Notebooks

## Data Mining

22 Sep 2015 19:41

I've taught a course on this, so I ought to be able to describe it, oughtn't I? Data mining, more stuffily "knowledge discovery in databases", is the art of finding and extracting useful patterns in very large collections of data. It's not quite the same as machine learning, because, while it certainly uses ML techniques, the aim is to directly guide action (praxis!), rather than to develop a technology and theory of induction. In some ways, in fact, it's closer to what statistics calls "exploratory data analysis", though with certain advantages and limitations that come from having really big data to explore.

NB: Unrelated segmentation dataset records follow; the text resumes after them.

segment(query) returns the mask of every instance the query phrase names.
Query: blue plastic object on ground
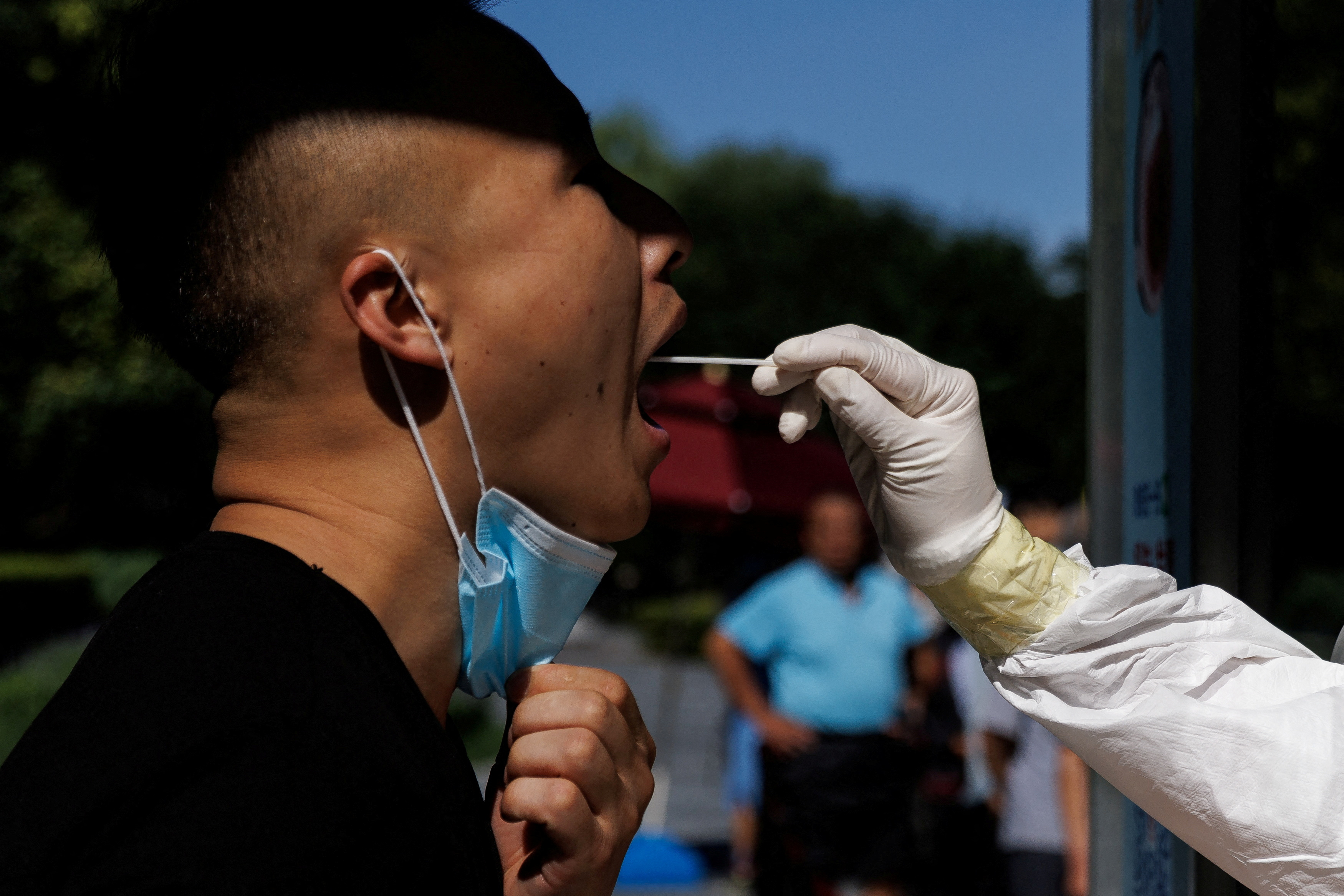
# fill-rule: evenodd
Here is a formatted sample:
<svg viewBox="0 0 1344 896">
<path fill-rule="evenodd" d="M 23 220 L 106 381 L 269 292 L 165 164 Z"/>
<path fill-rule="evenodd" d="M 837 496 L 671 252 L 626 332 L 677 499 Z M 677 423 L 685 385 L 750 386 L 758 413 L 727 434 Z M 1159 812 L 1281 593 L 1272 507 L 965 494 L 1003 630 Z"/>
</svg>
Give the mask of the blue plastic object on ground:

Kernel methods probably deserve their own notebook.

Recommended, close-ups:
Yong Wang, Ilze Ziedins, Mark Holmes, Neal Challands, "Tree Models for Difference and Change Detection in a Complex Environment", Annals of Applied Statistics 6 (2012): 1162--1184, arxiv:1202.1561 [In an ordinary classification tree, we are interested in the distribution of the class labels $Y$ given the predictors $X$, i.e., $\Pr(Y|X)$, and make splits on $X$ so that (in essence) the conditional entropy $H[Y|X]$ becomes small. This is of course equivalent to making splits so that the divergence of $Pr(Y|X)$ from $Pr(Y)$ is maximized. What they are interested in is not classification but describing how the different classes are distinct, so the relevant distribution is $Pr(X|Y)$, and they want a big divergence between $Pr(X)$ and $Pr(X|Y)$.]